Large scale two-hybrid screens have generated a wealth of information describing potential protein-protein intereactions (PPIs). When interacting proteins are associated with each other to generate networks, a map of the cell, picturing potential signaling pathways and interactive complexes is formed.
PPI networks satisfy the small-world property and their degree distribution follow the power-law degree distribution. Recently, duplication based random graph models have been proposed to emulate the evolution of PPI networks and to satisfy these two graph theoretical properties.

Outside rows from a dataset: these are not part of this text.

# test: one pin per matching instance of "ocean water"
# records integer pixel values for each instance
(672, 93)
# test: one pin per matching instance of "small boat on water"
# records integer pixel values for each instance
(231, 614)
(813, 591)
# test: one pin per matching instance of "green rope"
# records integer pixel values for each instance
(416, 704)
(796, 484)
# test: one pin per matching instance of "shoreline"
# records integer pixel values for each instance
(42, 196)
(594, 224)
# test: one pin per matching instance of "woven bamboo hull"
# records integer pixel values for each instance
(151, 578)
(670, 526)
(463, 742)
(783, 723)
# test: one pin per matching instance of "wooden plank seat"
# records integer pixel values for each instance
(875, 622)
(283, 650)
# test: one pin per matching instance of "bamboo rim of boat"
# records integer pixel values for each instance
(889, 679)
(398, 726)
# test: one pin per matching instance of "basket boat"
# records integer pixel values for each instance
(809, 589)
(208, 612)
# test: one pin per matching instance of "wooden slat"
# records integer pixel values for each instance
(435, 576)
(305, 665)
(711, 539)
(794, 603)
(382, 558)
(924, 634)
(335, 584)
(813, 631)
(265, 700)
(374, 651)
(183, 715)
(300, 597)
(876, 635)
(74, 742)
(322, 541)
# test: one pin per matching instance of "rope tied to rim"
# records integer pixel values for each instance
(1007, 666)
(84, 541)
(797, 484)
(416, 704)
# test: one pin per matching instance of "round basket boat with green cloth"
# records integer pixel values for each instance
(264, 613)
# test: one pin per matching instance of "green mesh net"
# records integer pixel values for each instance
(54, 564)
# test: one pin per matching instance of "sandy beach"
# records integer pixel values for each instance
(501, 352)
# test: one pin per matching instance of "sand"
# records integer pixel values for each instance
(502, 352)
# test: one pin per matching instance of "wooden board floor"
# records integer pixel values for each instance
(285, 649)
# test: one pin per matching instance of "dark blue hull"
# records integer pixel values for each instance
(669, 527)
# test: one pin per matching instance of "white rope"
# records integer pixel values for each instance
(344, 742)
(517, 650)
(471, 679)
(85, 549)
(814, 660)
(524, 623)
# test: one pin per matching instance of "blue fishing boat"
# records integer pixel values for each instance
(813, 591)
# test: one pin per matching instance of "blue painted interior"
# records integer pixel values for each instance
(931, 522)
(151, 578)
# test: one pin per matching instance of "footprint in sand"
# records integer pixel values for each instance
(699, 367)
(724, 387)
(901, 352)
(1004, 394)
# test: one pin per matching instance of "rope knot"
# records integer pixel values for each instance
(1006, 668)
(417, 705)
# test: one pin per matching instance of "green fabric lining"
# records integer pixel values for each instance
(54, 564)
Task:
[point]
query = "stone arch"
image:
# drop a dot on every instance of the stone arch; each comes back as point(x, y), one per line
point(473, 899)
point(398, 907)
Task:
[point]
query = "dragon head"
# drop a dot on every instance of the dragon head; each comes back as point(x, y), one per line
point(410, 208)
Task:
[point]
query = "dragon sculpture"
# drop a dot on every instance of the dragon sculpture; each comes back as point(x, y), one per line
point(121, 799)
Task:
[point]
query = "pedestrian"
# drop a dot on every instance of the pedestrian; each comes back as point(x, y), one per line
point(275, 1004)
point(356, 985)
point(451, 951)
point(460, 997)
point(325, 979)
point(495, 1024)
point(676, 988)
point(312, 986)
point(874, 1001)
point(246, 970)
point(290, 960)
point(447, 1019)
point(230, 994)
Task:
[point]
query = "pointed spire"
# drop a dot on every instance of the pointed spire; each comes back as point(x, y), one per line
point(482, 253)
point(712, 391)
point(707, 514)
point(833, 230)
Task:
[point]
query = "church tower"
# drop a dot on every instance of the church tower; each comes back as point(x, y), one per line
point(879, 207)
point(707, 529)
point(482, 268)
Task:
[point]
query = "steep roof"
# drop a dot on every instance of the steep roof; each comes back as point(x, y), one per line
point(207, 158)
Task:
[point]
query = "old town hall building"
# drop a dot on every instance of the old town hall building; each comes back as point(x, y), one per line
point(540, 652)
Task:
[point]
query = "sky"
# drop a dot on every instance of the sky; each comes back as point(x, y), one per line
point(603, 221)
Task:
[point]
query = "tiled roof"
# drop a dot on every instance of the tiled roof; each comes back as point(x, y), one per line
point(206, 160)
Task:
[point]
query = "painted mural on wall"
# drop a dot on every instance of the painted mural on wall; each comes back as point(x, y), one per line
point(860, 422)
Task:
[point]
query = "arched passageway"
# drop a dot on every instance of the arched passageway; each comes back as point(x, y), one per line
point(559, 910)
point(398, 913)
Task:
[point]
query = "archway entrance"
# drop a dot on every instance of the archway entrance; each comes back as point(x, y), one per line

In this work, we show that the previously proposed model of Pastor-Satorras et al.(2003) does not generate a power-law degree distribution with exponential cutoff as claimed and the more restrictive model by Chung et al.(2003) cannot be interpreted unconditionally. It is possible to slightly modify these models to ensure that they generate a power-law degree distribution. However, even after this modification, the more general l-hop degree distribution achieved by these models, for l>1, are very different from that of the yeast proteome network. We address this problem by introducing a new network growth model taking into account the sequence similarity between pairs of proteins as well as their interactions. The new model captures the l-hop degree distribution of the yeast PPI network for all l>0, as well as the immediate degree distribution of the sequence similarity network.
We further utilize the PPI networks to discover possible pathway segments. Discovering signal transduction pathways has been an arduous problem, even with the use of systematic genomic, proteomic and metabolomic technologies. The enormous amount of data and how to interpret and process this data becomes a challenging computational problem.In this work we present a new framework to identify signaling pathways in PPI networks. Our goal is to find biologically significant pathway segments in a given interaction network. First, we discover association rules based on known signal transduction pathways and their functional annotations. Given a pair of starting and ending proteins, our methodology returns candidate pathway segments between these two proteins. These candidate pathway segments are further filtered by their gene expression levels. In our study, we used the S. cerevisiae interaction network and microarray data, to successfully reconstruct signal transduction pathways in yeast.